Verse 2. - Let the children of Israel also keep the passover at his appointed season. Septuagint, ποιείτωσαν τὸ πάσχα. Cf. Matthew 26:18, ποιῶ τὸ πάσχα, and Luke 22:19, τοῦτο ποιεῖτε εἰς τὴν ἐμὴν ἀνάμνησιν. They may have been in doubt as to whether they were to keep it in the wilderness, and indeed they do not seem to have attempted to keep it again until they reached the promised land (see on Joshua 5:5, 6). The passover had indeed been made an "ordinance for ever," but only when they were come to the land which the Lord should give them (Exodus 12:24, 25; Exodus 13:5). Apart, therefore, from express command, it would have been doubtful whether the feast should not at least he postponed. Inasmuch, however, as they had been detained at Sinai by Divine direction (albeit partly in consequence of their own idolatry, but for which they might already have been "at home"), it pleased God that they should not lack the blessing and support of the passover at its proper season.
Gill's Exposition of the Entire Bible
Let the children of Israel also keep the passover,.... Though this ordinance was enjoined the people of Israel, and observed by them at the time of their coming out of Egypt, and had been since repeated, Leviticus 23:5; yet without a fresh precept, or an explanation of the former, they seemed not to be obliged, or might not be sensible that they were obliged to keep it, until they came into the land of Canaan, Exodus 12:25; and therefore a new order is given them to observe it:
at his appointed season; and what that season is is next declared.

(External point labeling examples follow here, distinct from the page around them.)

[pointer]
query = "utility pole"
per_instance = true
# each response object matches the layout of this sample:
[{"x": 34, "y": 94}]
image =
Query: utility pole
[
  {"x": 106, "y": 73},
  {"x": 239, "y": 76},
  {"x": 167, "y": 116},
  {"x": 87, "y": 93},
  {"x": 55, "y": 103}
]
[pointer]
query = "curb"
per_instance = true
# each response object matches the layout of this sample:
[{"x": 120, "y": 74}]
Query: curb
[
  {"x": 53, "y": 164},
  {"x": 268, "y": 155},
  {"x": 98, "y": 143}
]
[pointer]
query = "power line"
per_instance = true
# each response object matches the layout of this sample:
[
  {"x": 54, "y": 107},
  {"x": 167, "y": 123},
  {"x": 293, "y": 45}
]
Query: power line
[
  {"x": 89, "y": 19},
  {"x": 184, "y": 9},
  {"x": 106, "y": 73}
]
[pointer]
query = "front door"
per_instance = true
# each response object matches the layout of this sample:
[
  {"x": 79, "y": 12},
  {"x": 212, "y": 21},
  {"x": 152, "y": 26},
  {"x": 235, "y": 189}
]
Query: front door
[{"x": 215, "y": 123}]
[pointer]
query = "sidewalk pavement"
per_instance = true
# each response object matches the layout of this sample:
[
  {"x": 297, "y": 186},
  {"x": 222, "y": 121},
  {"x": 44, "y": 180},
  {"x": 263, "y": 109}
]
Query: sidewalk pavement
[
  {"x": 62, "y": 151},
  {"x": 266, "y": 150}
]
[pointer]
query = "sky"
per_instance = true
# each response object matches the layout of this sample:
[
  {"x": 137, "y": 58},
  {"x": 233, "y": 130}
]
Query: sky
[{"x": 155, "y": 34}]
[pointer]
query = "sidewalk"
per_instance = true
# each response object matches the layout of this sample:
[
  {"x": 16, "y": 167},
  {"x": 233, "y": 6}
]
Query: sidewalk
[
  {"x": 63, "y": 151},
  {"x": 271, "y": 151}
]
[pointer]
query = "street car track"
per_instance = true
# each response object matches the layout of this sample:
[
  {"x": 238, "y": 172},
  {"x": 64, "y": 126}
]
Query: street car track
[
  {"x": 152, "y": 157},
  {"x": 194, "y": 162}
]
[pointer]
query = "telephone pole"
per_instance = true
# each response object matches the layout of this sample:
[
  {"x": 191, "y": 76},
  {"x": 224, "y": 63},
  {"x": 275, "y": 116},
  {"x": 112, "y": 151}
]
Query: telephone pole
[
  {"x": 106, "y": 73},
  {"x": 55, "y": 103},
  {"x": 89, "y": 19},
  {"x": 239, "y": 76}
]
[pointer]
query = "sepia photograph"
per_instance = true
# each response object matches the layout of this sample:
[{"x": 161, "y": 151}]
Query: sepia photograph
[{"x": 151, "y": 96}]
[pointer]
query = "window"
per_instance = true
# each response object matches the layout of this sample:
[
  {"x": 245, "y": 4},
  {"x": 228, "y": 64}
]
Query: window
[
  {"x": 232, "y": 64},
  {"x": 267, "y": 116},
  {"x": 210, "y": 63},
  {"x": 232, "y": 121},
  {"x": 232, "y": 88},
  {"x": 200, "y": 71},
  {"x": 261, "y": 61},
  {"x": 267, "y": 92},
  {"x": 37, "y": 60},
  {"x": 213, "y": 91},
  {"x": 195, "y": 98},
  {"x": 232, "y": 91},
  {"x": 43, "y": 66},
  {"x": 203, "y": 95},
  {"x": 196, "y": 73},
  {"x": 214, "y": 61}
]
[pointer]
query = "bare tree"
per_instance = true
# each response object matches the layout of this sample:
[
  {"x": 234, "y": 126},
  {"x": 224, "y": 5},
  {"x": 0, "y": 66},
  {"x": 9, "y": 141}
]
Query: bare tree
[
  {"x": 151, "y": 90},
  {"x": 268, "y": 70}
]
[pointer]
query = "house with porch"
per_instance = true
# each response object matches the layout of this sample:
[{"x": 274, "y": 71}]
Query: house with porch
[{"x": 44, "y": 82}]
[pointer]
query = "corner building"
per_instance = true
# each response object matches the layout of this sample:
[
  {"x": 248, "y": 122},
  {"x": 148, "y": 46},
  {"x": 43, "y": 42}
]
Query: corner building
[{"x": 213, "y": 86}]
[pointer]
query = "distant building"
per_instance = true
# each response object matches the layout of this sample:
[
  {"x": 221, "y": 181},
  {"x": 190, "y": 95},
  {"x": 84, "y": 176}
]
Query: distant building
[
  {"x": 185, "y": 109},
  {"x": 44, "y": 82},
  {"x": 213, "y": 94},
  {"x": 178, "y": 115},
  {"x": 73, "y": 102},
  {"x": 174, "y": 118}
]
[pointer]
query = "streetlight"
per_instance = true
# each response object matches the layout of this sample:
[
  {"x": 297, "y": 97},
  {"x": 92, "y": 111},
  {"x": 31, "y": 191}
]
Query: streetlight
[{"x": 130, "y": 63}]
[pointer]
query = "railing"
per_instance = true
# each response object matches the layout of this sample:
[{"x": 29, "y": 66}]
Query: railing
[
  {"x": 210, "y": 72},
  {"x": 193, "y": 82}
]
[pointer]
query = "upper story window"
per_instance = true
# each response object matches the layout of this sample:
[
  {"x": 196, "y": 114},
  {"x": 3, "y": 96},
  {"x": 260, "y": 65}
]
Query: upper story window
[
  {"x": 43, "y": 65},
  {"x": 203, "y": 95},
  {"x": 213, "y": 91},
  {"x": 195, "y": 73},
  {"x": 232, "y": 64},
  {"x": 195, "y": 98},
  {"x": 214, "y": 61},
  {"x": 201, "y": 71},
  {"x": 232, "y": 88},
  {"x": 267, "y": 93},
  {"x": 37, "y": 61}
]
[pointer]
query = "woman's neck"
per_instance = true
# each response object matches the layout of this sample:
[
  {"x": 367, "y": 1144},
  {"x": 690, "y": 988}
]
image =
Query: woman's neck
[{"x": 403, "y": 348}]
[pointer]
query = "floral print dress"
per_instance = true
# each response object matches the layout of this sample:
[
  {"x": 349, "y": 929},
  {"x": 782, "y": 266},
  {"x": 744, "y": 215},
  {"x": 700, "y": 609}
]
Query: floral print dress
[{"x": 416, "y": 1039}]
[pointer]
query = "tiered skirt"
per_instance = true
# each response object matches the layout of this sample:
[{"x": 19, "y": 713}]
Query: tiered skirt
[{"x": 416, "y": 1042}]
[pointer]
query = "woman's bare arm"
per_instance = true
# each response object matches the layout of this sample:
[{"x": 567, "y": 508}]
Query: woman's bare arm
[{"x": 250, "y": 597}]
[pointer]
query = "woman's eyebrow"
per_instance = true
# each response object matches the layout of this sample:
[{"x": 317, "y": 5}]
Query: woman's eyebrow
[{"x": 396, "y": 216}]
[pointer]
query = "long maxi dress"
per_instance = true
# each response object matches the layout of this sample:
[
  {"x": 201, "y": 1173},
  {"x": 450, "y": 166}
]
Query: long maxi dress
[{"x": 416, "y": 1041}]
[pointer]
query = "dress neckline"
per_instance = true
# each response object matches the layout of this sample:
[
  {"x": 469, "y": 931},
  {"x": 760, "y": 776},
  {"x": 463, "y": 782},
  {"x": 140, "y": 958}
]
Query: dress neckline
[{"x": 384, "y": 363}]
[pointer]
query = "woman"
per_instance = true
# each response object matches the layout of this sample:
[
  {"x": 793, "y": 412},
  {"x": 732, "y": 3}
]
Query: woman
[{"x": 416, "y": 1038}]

Jamieson-Fausset-Brown Bible Commentary
2-5. Let the children of Israel also keep the passover at his appointed season, &c.—The date of this command to keep the passover in the wilderness was given shortly after the erection and consecration of the tabernacle and preceded the numbering of the people by a month. (Compare Nu 9:1 with Nu 1:1, 2). But it is narrated after that transaction in order to introduce the notice of a particular case, for which a law was provided to meet the occasion. This was the first observance of the passover since the exodus; and without a positive injunction, the Israelites were under no obligation to keep it till their settlement in the land of Canaan (Ex 12:25). The anniversary was kept on the exact day of the year on which they, twelve months before, had departed from Egypt; and it was marked by all the peculiar rites—the he lamb and the unleavened bread. The materials would be easily procured—the lambs from their numerous flocks and the meal for the unleavened bread, by the aid of Jethro, from the land of Midian, which was adjoining their camp (Ex 3:1). But their girded loins, their sandaled feet, and their staff in their hand, being mere circumstances attending a hurried departure and not essential to the rite, were not repeated. It is supposed to have been the only observance of the feast during their forty years' wandering; and Jewish writers say that, as none could eat the passover except they were circumcised (Ex 12:43, 44, 48), and circumcision was not practised in the wilderness [Jos 5:4-7], there could be no renewal of the paschal solemnity.